Boyd noted Pnin's sharp contrast with Nabokov's most famous character, Humbert Humbert, from Lolita, which was written simultaneously with Pnin. Pnin is the anti-Humbert in every sense: where Humbert flatteringly depicts himself as tall, handsome and charming with perfect English, Pnin is relayed as stubby, rotund, odd-looking and with comically bad English. In their respective stories, Humbert seduces with secret monstrosity, while the seemingly vulgar Pnin is a saint in disguise. The contrast is highlighted in matrimony; Humbert manipulates and secretly loathes his wife Charlotte, contemplates killing her and ultimately breaks her heart and instigates her accidental demise. Pnin, inversely, is mistreated cruelly by his wife and ex-wife Liza Wind, for whom he bends over to do any favour out of selfless love. Lastly and most vividly, in their treatment of children: Humbert abducts and abuses his foster-child Dolores Haze, whom he belittles and plies with sweets, while Pnin by contrast is a caring and supportive figure to Liza's son Victor Wind, who is in a sense his foster son. Fittingly, Dolores despises and resents Humbert and betrays him at the first opportunity, while Victor admires Pnin more than he realises and treasures his friendship, symbolised by the magnificent aquamarine glass bowl Victor purchases for Pnin in Chapter 6.

Arthur Mizener noted that whereas social isolation is often depicted as a negative consequence of characters’ behavior in most of Nabokov's novels, Timofey Pnin, the Russian emigrant and protagonist of Pnin, seems to embrace it.
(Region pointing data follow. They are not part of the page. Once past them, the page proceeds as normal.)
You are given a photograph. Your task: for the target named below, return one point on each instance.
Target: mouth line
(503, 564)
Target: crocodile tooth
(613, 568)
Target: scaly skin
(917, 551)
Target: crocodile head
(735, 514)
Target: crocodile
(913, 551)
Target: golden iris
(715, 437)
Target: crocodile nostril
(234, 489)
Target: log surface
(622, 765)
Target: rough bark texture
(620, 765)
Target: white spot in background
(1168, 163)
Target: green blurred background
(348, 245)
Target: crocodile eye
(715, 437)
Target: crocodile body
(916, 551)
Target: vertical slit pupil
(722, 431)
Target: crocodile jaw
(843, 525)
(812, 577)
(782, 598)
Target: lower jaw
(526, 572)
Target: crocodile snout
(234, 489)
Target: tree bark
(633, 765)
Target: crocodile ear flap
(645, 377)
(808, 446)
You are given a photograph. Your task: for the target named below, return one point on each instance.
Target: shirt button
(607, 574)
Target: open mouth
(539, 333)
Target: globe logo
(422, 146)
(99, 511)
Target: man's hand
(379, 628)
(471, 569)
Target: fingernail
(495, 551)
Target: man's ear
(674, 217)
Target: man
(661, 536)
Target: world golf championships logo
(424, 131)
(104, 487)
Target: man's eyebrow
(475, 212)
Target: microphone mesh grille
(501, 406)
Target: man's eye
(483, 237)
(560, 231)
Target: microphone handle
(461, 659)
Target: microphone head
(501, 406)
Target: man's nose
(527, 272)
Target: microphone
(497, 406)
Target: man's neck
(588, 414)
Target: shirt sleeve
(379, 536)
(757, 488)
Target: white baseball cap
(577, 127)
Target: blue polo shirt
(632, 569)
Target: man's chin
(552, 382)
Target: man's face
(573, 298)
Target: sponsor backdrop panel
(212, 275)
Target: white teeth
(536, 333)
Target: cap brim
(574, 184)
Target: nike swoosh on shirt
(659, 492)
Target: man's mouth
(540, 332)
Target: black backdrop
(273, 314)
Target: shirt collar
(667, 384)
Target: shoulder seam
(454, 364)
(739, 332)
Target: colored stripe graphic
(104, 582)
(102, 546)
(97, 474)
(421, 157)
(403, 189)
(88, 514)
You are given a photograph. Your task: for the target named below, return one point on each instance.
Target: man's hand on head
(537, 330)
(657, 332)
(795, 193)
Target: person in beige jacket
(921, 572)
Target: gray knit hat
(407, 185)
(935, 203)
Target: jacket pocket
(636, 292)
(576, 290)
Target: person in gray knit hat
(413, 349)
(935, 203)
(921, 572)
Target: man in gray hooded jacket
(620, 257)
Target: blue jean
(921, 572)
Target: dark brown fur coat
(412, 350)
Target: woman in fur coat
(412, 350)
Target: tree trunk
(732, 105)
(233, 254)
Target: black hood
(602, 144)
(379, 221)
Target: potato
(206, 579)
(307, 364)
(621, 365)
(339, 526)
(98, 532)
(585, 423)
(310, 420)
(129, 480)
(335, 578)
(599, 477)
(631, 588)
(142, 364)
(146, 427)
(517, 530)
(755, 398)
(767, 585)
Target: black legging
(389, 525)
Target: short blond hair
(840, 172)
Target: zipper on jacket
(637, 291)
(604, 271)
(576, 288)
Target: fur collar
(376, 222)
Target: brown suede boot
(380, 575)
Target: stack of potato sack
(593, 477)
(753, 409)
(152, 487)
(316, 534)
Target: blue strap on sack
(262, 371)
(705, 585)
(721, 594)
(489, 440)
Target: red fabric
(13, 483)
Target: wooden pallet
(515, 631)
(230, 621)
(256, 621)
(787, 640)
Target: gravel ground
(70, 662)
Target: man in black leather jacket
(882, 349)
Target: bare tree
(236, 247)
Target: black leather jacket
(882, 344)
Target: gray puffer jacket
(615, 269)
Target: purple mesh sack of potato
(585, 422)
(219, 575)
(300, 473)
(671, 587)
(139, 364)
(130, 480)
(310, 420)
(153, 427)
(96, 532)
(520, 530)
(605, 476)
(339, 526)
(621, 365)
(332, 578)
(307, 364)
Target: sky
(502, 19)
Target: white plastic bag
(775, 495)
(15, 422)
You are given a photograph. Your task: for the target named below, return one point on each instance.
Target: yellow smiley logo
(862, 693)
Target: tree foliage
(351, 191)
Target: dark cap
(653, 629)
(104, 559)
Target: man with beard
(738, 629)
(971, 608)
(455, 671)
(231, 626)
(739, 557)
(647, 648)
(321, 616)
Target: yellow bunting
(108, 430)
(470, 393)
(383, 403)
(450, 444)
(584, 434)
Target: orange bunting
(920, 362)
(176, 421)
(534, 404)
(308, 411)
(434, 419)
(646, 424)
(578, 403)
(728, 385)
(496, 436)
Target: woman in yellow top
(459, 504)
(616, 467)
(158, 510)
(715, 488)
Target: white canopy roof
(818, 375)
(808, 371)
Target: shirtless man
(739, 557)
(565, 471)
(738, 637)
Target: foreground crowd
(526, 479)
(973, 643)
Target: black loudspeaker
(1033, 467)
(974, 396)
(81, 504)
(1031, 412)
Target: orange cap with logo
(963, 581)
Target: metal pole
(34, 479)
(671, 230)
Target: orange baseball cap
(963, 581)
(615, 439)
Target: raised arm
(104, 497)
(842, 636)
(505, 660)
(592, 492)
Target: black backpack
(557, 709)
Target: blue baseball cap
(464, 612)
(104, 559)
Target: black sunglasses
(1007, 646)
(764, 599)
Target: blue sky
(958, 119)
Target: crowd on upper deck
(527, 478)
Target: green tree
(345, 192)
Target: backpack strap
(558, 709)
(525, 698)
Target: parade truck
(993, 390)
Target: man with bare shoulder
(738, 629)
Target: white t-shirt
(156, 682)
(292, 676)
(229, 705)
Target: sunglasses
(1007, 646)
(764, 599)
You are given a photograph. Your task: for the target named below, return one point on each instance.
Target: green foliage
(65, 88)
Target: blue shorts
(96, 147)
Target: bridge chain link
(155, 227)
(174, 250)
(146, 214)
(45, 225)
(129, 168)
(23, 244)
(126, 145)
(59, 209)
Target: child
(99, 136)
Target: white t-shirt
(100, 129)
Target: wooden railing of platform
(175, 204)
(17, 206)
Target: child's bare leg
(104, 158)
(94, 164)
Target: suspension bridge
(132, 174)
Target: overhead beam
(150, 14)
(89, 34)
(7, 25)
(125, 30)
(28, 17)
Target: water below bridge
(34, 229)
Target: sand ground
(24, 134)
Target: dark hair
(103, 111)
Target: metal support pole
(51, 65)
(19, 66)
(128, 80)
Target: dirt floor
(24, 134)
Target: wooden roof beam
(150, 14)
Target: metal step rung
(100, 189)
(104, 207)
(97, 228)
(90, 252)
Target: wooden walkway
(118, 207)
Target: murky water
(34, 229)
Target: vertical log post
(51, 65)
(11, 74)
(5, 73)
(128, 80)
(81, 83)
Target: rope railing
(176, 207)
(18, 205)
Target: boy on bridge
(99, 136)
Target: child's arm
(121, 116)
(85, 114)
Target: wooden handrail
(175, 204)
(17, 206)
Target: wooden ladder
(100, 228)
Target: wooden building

Mizener claims that Pnin “carries on with easy confidence of success and a firm assurance of his own common sense” instead of wallowing in self-pity over his social isolation. In relation to his criticism towards the American society, Mizener indicates that Pnin's “innocent self-confidence” illustrates the story's “remarkable observation of American life”. As the narrator of the book mentions, "It was the world that was absent-minded and it was Pnin whose business it was to set it straight."

==Connection with other Nabokov works==
Timofey Pnin makes a brief cameo appearance in Pale Fire, where he is said to head the Russian department of Wordsmith College, a fictional university similar to Pnins Waindell College.